New Zealand is blessed by mother nature with incredible beauty. the endless waterfalls, majestic fjords, snow-capped peaks, the list goes on. However, a trip to this enchanting island nation remains incomplete without experiencing these delicacies, at one of the most sought-after travel destinations.

With COVID-19 cases tapering down, New Zealand has eased restrictions on tourism and travel.

Travellers from visa-waiver countries and those with valid visitor visas who meet the COVID-19 vaccination requirements, can travel to New Zealand. Most travellers are required to complete two RATs tests after arriving. Travellers from Samoa, American Samoa, Vanuatu and the Cook Islands are required to carry out two COVID-19 tests after arriving in New Zealand.

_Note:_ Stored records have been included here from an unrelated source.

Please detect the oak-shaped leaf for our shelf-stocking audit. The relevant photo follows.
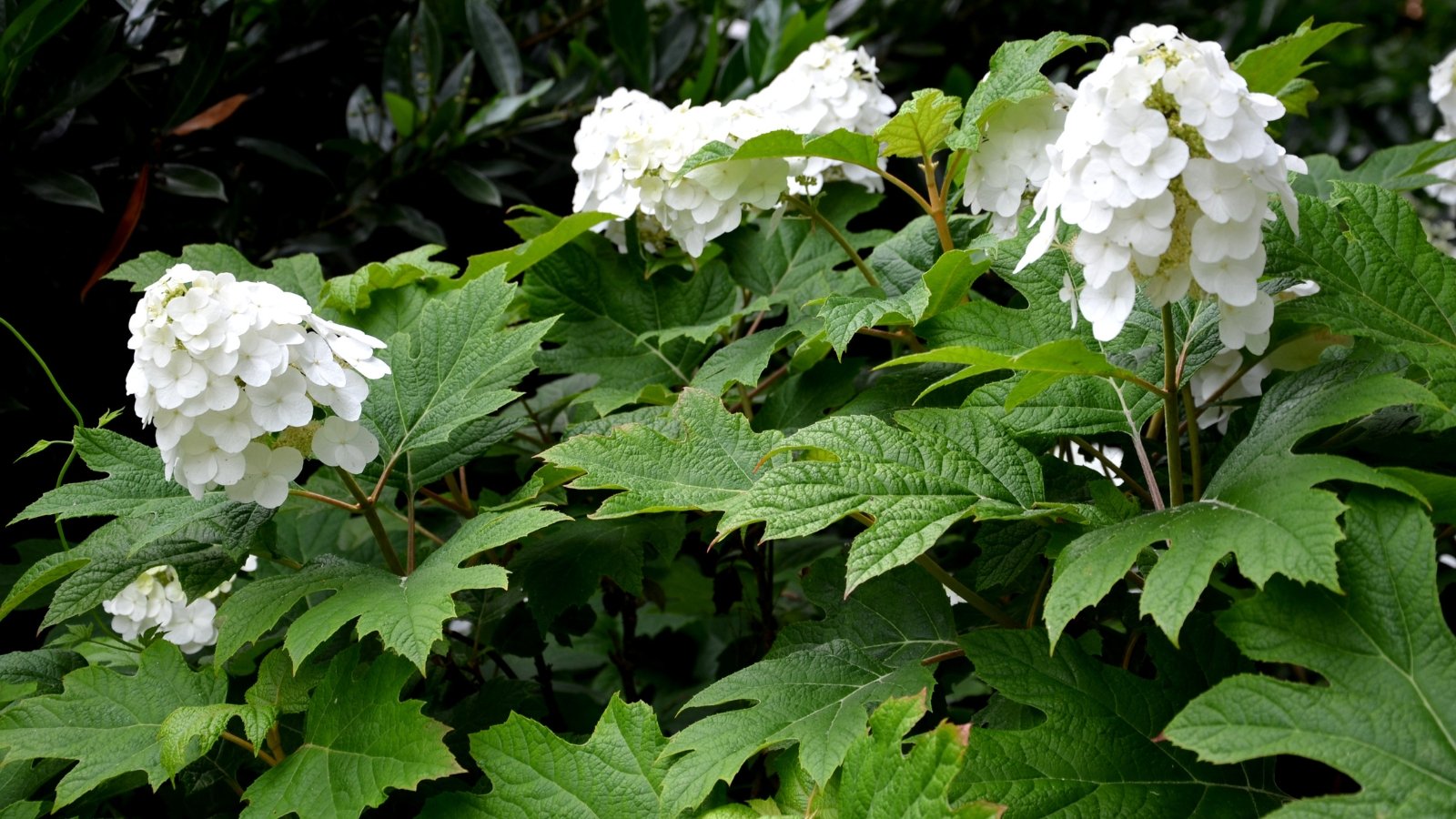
[424,693,667,819]
[0,640,228,807]
[662,561,956,816]
[1165,490,1456,817]
[243,645,464,819]
[541,388,784,518]
[956,630,1279,819]
[217,507,566,673]
[1046,360,1432,644]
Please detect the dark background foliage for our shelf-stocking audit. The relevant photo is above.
[0,0,1456,799]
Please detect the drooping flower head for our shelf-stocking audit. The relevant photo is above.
[126,264,389,507]
[1017,24,1305,353]
[1425,51,1456,206]
[966,83,1076,238]
[572,36,894,257]
[100,555,258,654]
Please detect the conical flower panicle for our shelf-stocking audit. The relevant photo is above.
[126,264,389,509]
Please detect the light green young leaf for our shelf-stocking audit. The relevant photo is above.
[810,691,1005,819]
[875,89,961,159]
[157,703,278,777]
[952,31,1107,136]
[820,245,992,356]
[956,630,1279,819]
[521,238,738,415]
[716,182,879,322]
[718,410,1043,591]
[320,245,459,311]
[464,210,616,279]
[0,640,228,807]
[217,507,566,673]
[1265,182,1456,430]
[511,514,687,634]
[1046,361,1431,644]
[0,515,250,625]
[243,645,464,819]
[662,551,956,816]
[362,268,551,485]
[106,245,323,305]
[541,388,784,518]
[424,693,667,819]
[677,128,879,177]
[1163,490,1456,817]
[1233,17,1360,116]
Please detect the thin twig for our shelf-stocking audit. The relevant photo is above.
[915,554,1022,628]
[339,466,406,577]
[288,490,359,511]
[788,196,879,287]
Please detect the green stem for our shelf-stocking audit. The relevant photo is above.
[338,466,406,577]
[915,554,1022,628]
[788,197,879,287]
[1163,301,1184,506]
[1182,385,1203,500]
[0,318,86,552]
[861,165,934,216]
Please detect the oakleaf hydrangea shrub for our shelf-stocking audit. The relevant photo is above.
[0,15,1456,819]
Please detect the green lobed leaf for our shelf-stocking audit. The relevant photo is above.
[521,238,738,415]
[541,388,784,519]
[362,272,551,485]
[1165,490,1456,817]
[242,645,464,819]
[216,507,566,673]
[511,514,687,626]
[106,245,323,305]
[0,649,86,693]
[875,89,963,159]
[1046,361,1431,644]
[810,691,1005,819]
[956,630,1279,819]
[662,551,956,816]
[677,128,879,177]
[0,640,228,807]
[1233,17,1360,116]
[424,693,667,819]
[718,410,1041,591]
[1265,182,1456,430]
[952,31,1107,139]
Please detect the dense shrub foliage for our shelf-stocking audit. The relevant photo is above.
[0,0,1456,819]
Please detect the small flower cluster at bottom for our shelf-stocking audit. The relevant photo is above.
[126,264,389,509]
[100,555,258,654]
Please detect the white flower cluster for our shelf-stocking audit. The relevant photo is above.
[572,36,894,257]
[1188,281,1335,433]
[1017,24,1305,353]
[126,264,389,509]
[966,83,1077,239]
[100,555,258,654]
[1425,51,1456,206]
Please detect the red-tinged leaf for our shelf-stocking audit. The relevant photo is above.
[80,162,151,301]
[167,93,248,137]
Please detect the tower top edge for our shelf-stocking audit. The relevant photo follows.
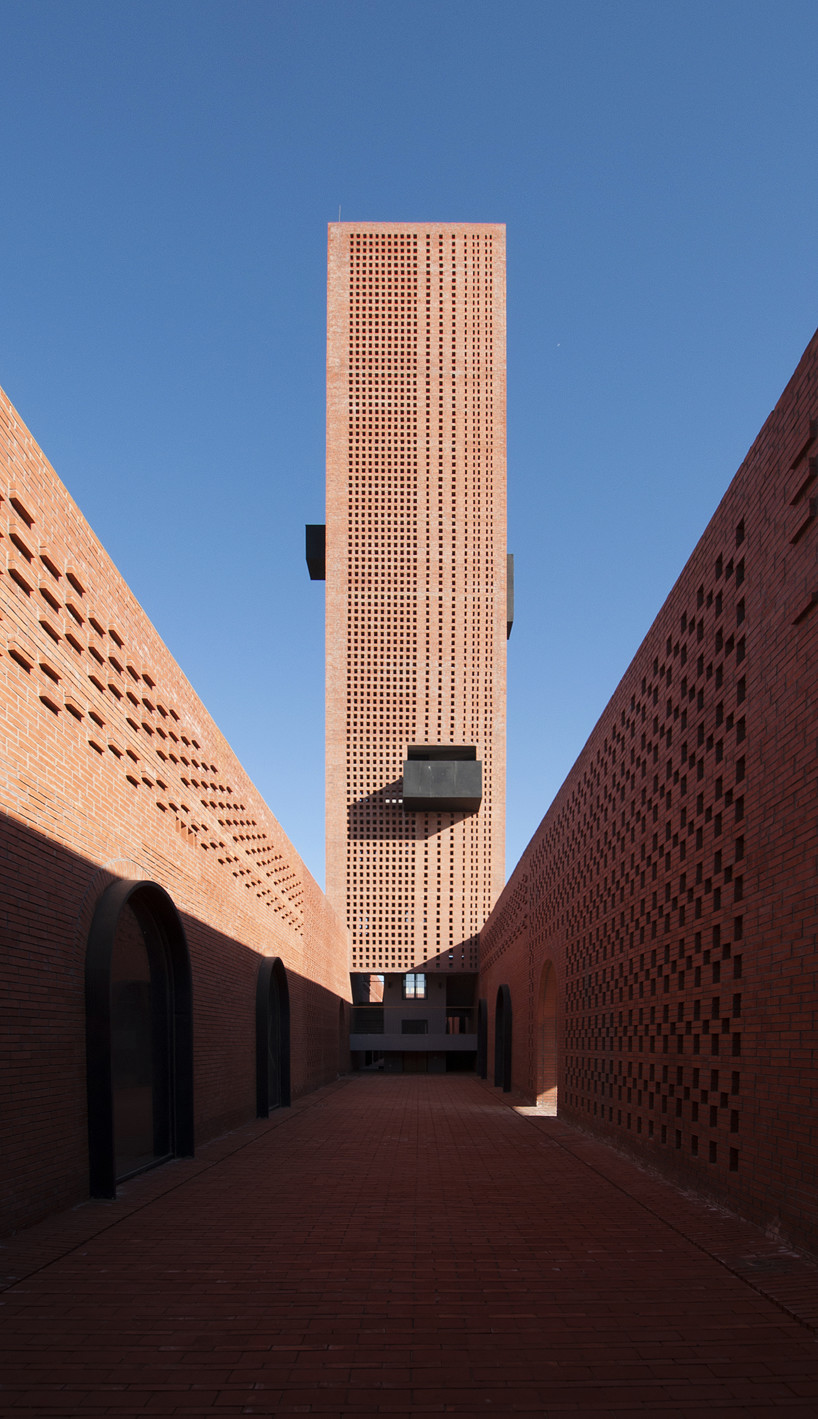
[327,221,506,234]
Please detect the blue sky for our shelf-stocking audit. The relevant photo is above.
[0,0,818,881]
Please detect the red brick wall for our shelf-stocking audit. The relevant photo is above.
[327,223,507,972]
[0,385,349,1226]
[481,336,818,1249]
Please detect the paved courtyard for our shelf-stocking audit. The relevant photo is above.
[0,1076,818,1419]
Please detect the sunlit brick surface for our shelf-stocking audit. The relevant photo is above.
[0,393,349,1230]
[327,223,506,971]
[481,336,818,1249]
[0,1076,818,1419]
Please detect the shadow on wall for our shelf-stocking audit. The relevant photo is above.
[0,813,348,1232]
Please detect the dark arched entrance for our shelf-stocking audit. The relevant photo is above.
[477,1000,489,1078]
[494,985,511,1094]
[85,881,193,1198]
[256,956,290,1118]
[535,961,558,1112]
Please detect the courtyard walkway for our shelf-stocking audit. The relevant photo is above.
[0,1076,818,1419]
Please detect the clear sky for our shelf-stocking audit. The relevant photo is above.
[0,0,818,881]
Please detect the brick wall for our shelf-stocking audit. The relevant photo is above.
[480,336,818,1250]
[327,223,507,973]
[0,394,349,1226]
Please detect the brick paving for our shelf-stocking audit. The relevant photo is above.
[0,1076,818,1419]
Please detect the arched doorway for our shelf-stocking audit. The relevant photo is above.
[494,985,511,1094]
[535,961,558,1114]
[85,881,193,1198]
[256,956,290,1118]
[477,1000,489,1078]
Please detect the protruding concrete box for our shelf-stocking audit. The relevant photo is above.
[403,744,483,813]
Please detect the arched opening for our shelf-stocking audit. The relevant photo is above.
[256,956,290,1118]
[477,1000,489,1078]
[494,985,511,1094]
[85,881,193,1198]
[537,961,558,1114]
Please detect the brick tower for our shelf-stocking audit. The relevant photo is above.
[314,223,510,1069]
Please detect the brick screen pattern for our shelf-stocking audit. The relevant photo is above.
[0,394,349,1225]
[480,336,818,1250]
[327,223,506,972]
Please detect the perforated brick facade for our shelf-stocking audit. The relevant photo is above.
[481,329,818,1249]
[0,396,349,1226]
[327,223,506,972]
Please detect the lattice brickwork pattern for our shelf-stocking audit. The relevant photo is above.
[481,336,818,1247]
[327,224,506,971]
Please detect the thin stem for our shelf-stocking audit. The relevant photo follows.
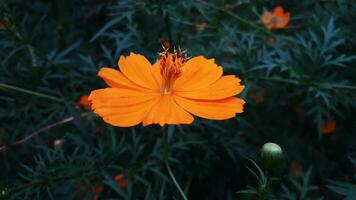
[162,127,188,200]
[251,77,356,90]
[0,83,63,102]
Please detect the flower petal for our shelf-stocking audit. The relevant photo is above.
[273,6,284,18]
[98,67,144,89]
[89,88,159,127]
[174,96,245,120]
[143,95,194,126]
[173,56,222,91]
[275,12,290,28]
[174,75,244,100]
[119,53,159,90]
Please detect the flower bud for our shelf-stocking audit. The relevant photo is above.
[261,142,283,169]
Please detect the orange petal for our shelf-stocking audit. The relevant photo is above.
[273,6,284,18]
[262,11,273,25]
[89,88,159,109]
[98,67,144,89]
[119,53,159,90]
[174,75,244,100]
[143,95,194,126]
[89,88,159,127]
[275,12,290,28]
[173,56,222,91]
[174,96,245,120]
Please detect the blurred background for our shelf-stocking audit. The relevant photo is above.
[0,0,356,200]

Travellers flying into New Zealand need to apply for and receive a travel pass through the New Zealand Traveller Declaration website, before boarding their aircraft. Declarations already made through the Nau Mai Rā website will no longer be accepted, travellers in this group should reapply for their travel pass through the New Zealander Traveller Declaration site.